The History of April Fool's Day

February 23, 2012
Do we ever really think about how the peculiar and comical tradition of April Fool’s Day started? Most people associate April Fool’s Day with minor pranks such as taping signs to another kids back or switching someone’s toothpaste with glue. It never occurs to us how April Fool’s Day originated from a certain point in history. To fully comprehend this holiday, we must understand how it originated, what the different parts of it are, how many different countries celebrate it, and why it is important to teens everywhere.

This holiday appears in many countries around the globe, but it is believed that it started with France. New Year’s Day was originally March 25-April 1. This changed after the Gregorian Calendar was created and New Year’s Day became January 1. In 1582, the communication wasn’t as efficient as it is today. Those close to France were able to receive this news much sooner than those further away. For some people, the news of the switched date for New Year’s Day didn’t reach them for several years. This slow communication caused the people to blunder and created this bizarre holiday.

A small percentage of the populace rejected this new date and continued to celebrate New Year’s on its original date. The general populace ridiculed them and labeled these people “fools”. The ridicule extended into “fool errands”, invitations to non-existent parties, and other practical jokes. These pranks continued and became a regular event on April 1.

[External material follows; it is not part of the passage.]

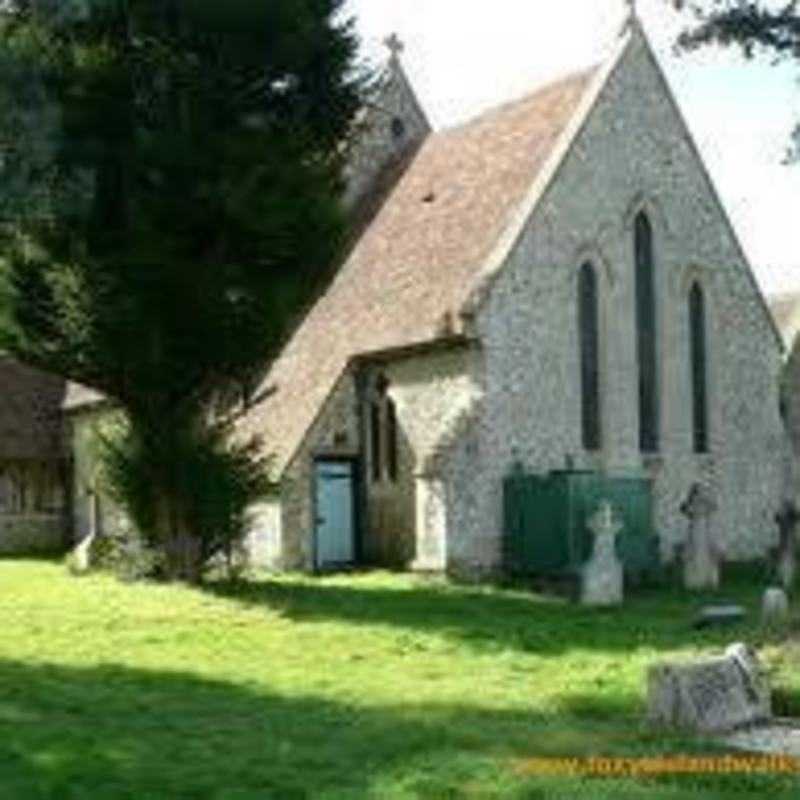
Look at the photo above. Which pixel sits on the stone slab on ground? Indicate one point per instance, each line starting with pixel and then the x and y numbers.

This tradition spread to other countries including England, Rome, India, Scotland, and Mexico. In England, the custom is to pull pranks only in the morning before noon. If you pull a prank after noon, you supposedly have bad luck. April Fool’s Day is known as the Festival of Hilaria in Rome. This celebration is based around the resurrection of their gods, Attis. The concept of this holiday is the same, but the “Roman Laughing Day” or Festival of Hilaria is actually celebrated March 25. India marks this occasion with the Huli Festival, which is celebrated March 31. During this festival, the populace does play practical jokes, but there is one major difference. The people also smear paint on one another to celebrate the coming of spring. The celebration in Scotland lasts two days. The kick me signs can be traced back to Scotland because this is how they celebrate the second day of April Fool’s Day. Mexico’s version of April Fool’s Day on December 28 is for remembering the children killed by King Herod. Pranks and practical jokes are involved.

For some teens, the planning has already begun for the ultimate pranks and practical jokes. This day gives every teenager the chance to be silly, while not being reprimanded for it. It isn’t just us teens that take part in this merriment. The adults like to have their own fair share of fun. Everyone has one day to be creative, enjoy a few laughs, and shout out “April Fool’s”! Personally, this holiday is even more interesting. April Fool’s happens to be my birthday and there are always a few small practical jokes at my expense. I participate anyway because I know that it makes everyone happy and that is what April Fool’s is all about.

There is so much more to April Fool’s Day than just a few pranks. Each country celebrates the unique holiday of April Fool’s Day in their own way. They are all linked together by how it all began and the practical jokes that are played. The entire purpose of this frivolous celebration is to have fun, be creative, and share a day of laughs with people you know.